# Roadmap of this nootebook
         Having urls of images -> Donwnload images -> Apply embedding model -> Stock embeddings     

## Notebook Objective

This notebook presents a complete pipeline for **collecting, encoding, and storing visual embeddings** from social-media images related to two key topics:  
- **“10 septembre”** (September 10th protests)  
- **“Reconnaissance France–Palestine”** (recognition of Palestine by France)

The objective is to build **reusable, high-quality image embeddings** using state-of-the-art deep-learning models in order to use them in other analysis in this repo.

# Test Datasets

We will test the search engine on two datasets:

1. **Recognition of the Palestinian State (08/13 – 08/29)**  
   This dataset was collected following France’s recognition of the State of Palestine.  
   It includes both **texts and their associated images**, totaling **5,055 images**.

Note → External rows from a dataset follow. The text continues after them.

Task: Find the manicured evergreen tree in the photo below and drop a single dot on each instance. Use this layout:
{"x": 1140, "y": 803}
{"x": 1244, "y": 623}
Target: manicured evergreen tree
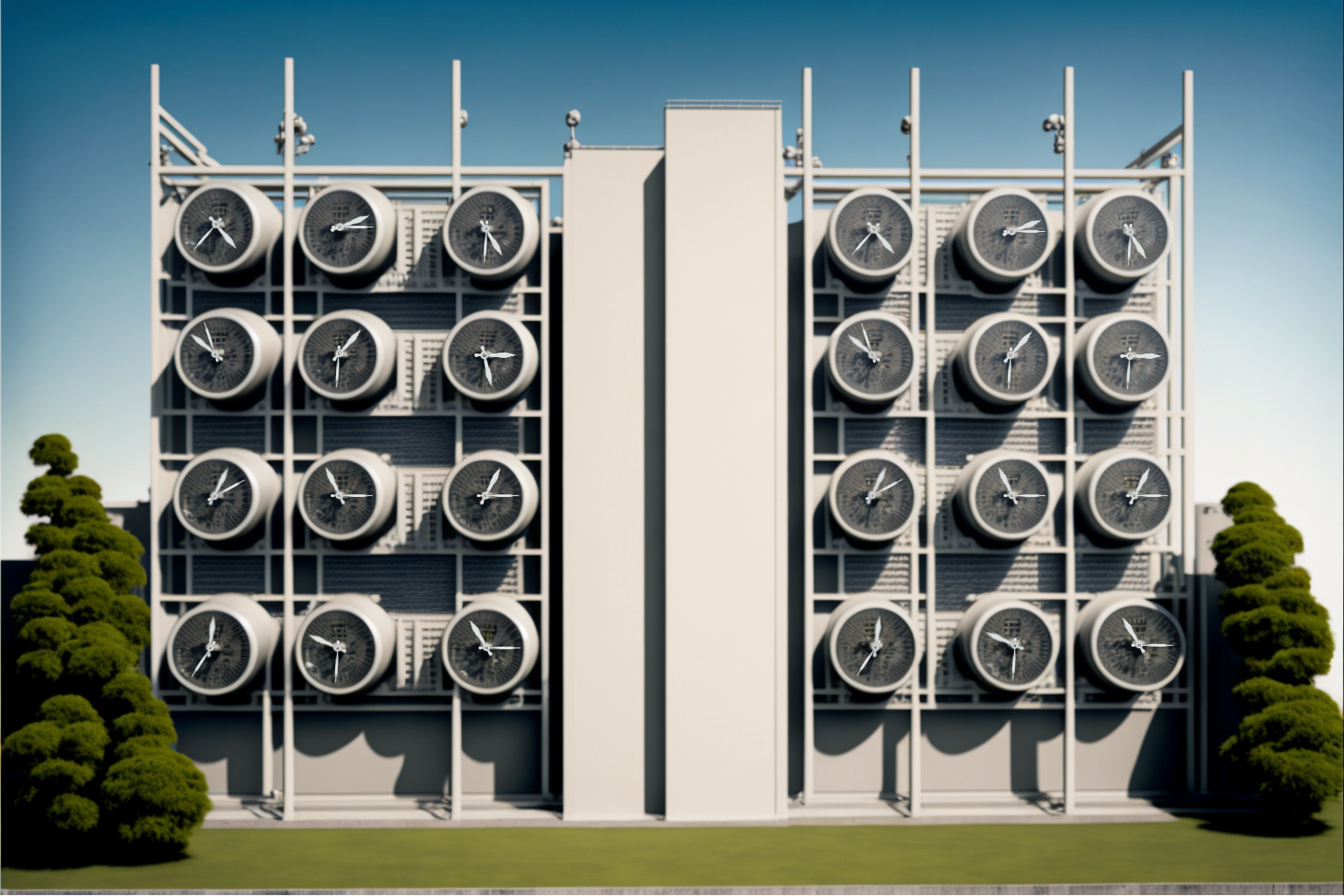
{"x": 72, "y": 780}
{"x": 1291, "y": 742}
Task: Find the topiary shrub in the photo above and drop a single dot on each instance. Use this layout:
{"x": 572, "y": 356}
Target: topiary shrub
{"x": 1291, "y": 740}
{"x": 70, "y": 778}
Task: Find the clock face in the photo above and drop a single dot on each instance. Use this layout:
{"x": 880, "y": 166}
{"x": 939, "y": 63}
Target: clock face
{"x": 486, "y": 517}
{"x": 215, "y": 228}
{"x": 486, "y": 228}
{"x": 340, "y": 228}
{"x": 875, "y": 497}
{"x": 1120, "y": 502}
{"x": 1130, "y": 233}
{"x": 486, "y": 356}
{"x": 1000, "y": 662}
{"x": 1116, "y": 358}
{"x": 346, "y": 664}
{"x": 332, "y": 516}
{"x": 214, "y": 497}
{"x": 228, "y": 650}
{"x": 998, "y": 241}
{"x": 862, "y": 220}
{"x": 1026, "y": 371}
{"x": 895, "y": 648}
{"x": 855, "y": 366}
{"x": 217, "y": 355}
{"x": 1128, "y": 664}
{"x": 340, "y": 356}
{"x": 1005, "y": 516}
{"x": 486, "y": 670}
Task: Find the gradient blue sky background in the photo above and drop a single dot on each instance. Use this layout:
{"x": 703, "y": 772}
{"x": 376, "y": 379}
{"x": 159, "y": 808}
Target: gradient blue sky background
{"x": 373, "y": 82}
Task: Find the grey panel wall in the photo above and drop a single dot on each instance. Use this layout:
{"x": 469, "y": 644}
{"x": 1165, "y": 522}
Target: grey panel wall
{"x": 613, "y": 286}
{"x": 726, "y": 458}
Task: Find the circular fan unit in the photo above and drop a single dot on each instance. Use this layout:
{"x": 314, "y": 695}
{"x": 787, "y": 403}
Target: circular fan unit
{"x": 872, "y": 359}
{"x": 491, "y": 647}
{"x": 1130, "y": 644}
{"x": 222, "y": 644}
{"x": 1124, "y": 494}
{"x": 226, "y": 228}
{"x": 348, "y": 496}
{"x": 872, "y": 235}
{"x": 1121, "y": 359}
{"x": 1004, "y": 235}
{"x": 1124, "y": 234}
{"x": 226, "y": 355}
{"x": 348, "y": 230}
{"x": 872, "y": 645}
{"x": 1007, "y": 645}
{"x": 491, "y": 497}
{"x": 1005, "y": 359}
{"x": 492, "y": 233}
{"x": 223, "y": 496}
{"x": 347, "y": 356}
{"x": 874, "y": 497}
{"x": 491, "y": 358}
{"x": 346, "y": 645}
{"x": 1004, "y": 496}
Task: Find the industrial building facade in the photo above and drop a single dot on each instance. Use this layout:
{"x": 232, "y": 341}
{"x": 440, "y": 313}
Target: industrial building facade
{"x": 668, "y": 507}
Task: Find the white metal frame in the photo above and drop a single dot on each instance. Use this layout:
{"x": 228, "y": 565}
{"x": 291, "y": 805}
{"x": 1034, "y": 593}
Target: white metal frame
{"x": 285, "y": 178}
{"x": 1173, "y": 438}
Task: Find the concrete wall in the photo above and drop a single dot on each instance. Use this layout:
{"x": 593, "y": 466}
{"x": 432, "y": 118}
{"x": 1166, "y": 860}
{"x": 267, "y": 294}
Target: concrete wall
{"x": 613, "y": 560}
{"x": 726, "y": 466}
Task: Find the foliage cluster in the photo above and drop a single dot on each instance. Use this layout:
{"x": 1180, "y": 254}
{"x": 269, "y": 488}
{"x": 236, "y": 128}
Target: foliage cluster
{"x": 1291, "y": 740}
{"x": 74, "y": 783}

2. **September 10 Demonstrations (08/20 – ~10/10)**  
   This dataset was collected during the period surrounding the **September 10 protest in France**.  
   It also contains **texts and their related images**, totaling **41,942 images**.

Only the **image URLs** are stored — the images themselves will be **downloaded dynamically** during processing.

In [None]:
from helpers import *
import pandas as pd 


import warnings 
import logging 
warnings.filterwarnings("ignore")
logging.getLogger("transformer").setLevel(logging.ERROR)
logging.getLogger("PIL").setLevel(logging.WARNING)

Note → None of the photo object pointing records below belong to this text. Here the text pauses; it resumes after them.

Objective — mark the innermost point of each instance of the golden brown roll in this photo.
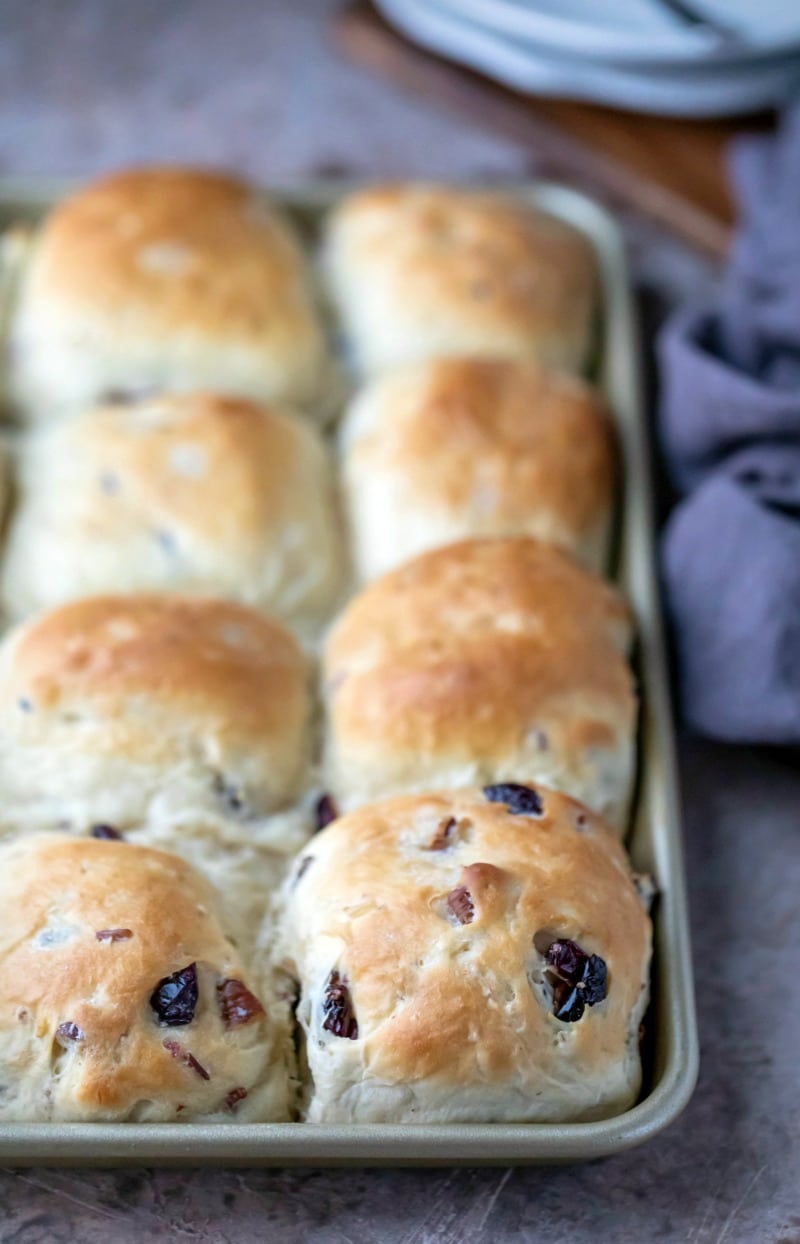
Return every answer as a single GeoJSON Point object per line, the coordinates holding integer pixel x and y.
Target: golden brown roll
{"type": "Point", "coordinates": [468, 957]}
{"type": "Point", "coordinates": [485, 661]}
{"type": "Point", "coordinates": [441, 450]}
{"type": "Point", "coordinates": [166, 278]}
{"type": "Point", "coordinates": [419, 271]}
{"type": "Point", "coordinates": [127, 709]}
{"type": "Point", "coordinates": [122, 997]}
{"type": "Point", "coordinates": [190, 492]}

from dotenv import load_dotenv
import os
load_dotenv()        
path = os.getenv("path_folder")


from huggingface_hub import login # authenticates with Hugging Face to access gated models like DINOv3.
token = os.getenv("hugging_face_token")
login(token=token) # authenticates Python environment with Hugging Face account, which is required to download gated models like DINOv3. It can be find on HF


import torch
device = "cuda" if torch.cuda.is_available() else "cpu"
print("Device:", device)

## Parametres 
To know where to stock and from where to download images

In [None]:
path_folder_images_name = os.path.join(path, "img_data")
path_folder_images_urls = os.path.join(path, "img_urls") # Where are URLs of images
path_folder_images_embeddings = os.path.join(path, "img_embeddings")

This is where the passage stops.